私もできることならば、兄夫婦のようになりたかった。いや、両親のように居心地の良い家庭を築いて、幸せな結婚生活というものを送ってみたかった。結婚していないからといって、その人の性格や経済力に問題があるからだと思われるような世界は、何とも居心地が悪いのだ。

恋愛観や結婚観の違いに苦しんでいる人は、LGBTだけじゃない

悪気なく振った恋愛話が、人を傷つけるかもしれないと察せられる人間は、この世にどれほどいるだろう。LGBTだけではなく、恋愛観や結婚観の違いに苦しんでいる人がいることを理解してくれている人は、どれくらいいるだろう。

「彼氏いないの?紹介しようか?」
「結婚しないとこの先苦労するよ」
「孤独死するかもよ」
すべて、余計なお世話だ。それは自分が一番わかっているし、この先年を取ったらこういう話題を余計に降られるようになるのだろうかと思うと、反吐が出る。

けれどこんな恋愛に全く興味がない私とて、恋バナで盛り上がる同性が羨ましくないと言ったら、嘘になる。できることなら砂を吐くような甘い『恋愛』とやらをしてみたかったとも思う。

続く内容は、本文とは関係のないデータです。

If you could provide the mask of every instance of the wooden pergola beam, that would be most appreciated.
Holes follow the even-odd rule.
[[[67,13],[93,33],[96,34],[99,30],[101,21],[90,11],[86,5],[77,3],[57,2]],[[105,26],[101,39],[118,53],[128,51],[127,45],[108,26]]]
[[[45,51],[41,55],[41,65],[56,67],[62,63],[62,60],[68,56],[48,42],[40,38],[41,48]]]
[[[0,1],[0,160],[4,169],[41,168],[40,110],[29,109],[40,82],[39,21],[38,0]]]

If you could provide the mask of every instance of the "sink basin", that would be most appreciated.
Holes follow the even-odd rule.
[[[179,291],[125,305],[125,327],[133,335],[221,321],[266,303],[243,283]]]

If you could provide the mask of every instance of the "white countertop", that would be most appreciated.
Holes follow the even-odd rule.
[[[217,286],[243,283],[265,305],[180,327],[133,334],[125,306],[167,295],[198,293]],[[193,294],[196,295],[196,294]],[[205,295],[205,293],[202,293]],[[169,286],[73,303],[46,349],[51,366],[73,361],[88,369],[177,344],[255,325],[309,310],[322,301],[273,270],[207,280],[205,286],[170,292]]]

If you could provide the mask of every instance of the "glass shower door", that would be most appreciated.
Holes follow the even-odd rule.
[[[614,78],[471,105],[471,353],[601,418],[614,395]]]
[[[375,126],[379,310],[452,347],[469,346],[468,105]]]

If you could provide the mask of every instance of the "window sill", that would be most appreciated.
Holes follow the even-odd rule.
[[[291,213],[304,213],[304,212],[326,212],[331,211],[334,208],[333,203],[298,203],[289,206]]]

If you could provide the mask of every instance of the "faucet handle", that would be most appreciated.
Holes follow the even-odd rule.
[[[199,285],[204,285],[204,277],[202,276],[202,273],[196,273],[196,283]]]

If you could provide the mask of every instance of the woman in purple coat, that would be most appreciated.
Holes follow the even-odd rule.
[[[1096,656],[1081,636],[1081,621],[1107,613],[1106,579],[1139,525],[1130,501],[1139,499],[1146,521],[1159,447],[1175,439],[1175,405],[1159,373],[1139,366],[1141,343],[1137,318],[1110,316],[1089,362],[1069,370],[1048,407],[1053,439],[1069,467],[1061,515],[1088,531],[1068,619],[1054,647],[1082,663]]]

普通恋愛するよ、普通結婚するよと言われても、できるわけがない

ただ、『ない』ものを出せるだろうか? それはないものねだりではないか?
私にとって、「結婚をして幸せになれ」と言われることは、手に持っていないものを出せと言われているのと同じだ。ない袖は振れないのと同じように、できないものはできないのだ。
普通恋愛するよ、普通結婚するよと言われても、そもそも恋愛感情すらない私に、できるわけがない。今まで普通に男性とも話をしていたし、一緒に食事をしたこともあるけれど、一度も恋愛感情なんて持ったことがなかった。それでいいではないか。そもそも『ない』というのが、私にとっての普通なのだから。

『普通彼氏くらいいるでしょう?』『恋愛経験ないの?嘘でしょう!?』なんて、私の知ったことではない。
だからもしあなたが『彼氏がいない』『結婚できない』ことで悩んでいるのだったら、「大丈夫だよ」と伝えたい。
けれど今の私の生活は不安定で、実家に頼り切っている。そんな姿を見ても安心なんてできないだろう。だからまずは私自身が、仕事も私生活も充実させて、世界中の人たちに自慢できるくらい、誰からも否定されないような人間になろう。
そして同じように悩んでいる人たちに、心から「大丈夫だよ」と伝えられるような、格好良い大人に、私はなりたいのだ。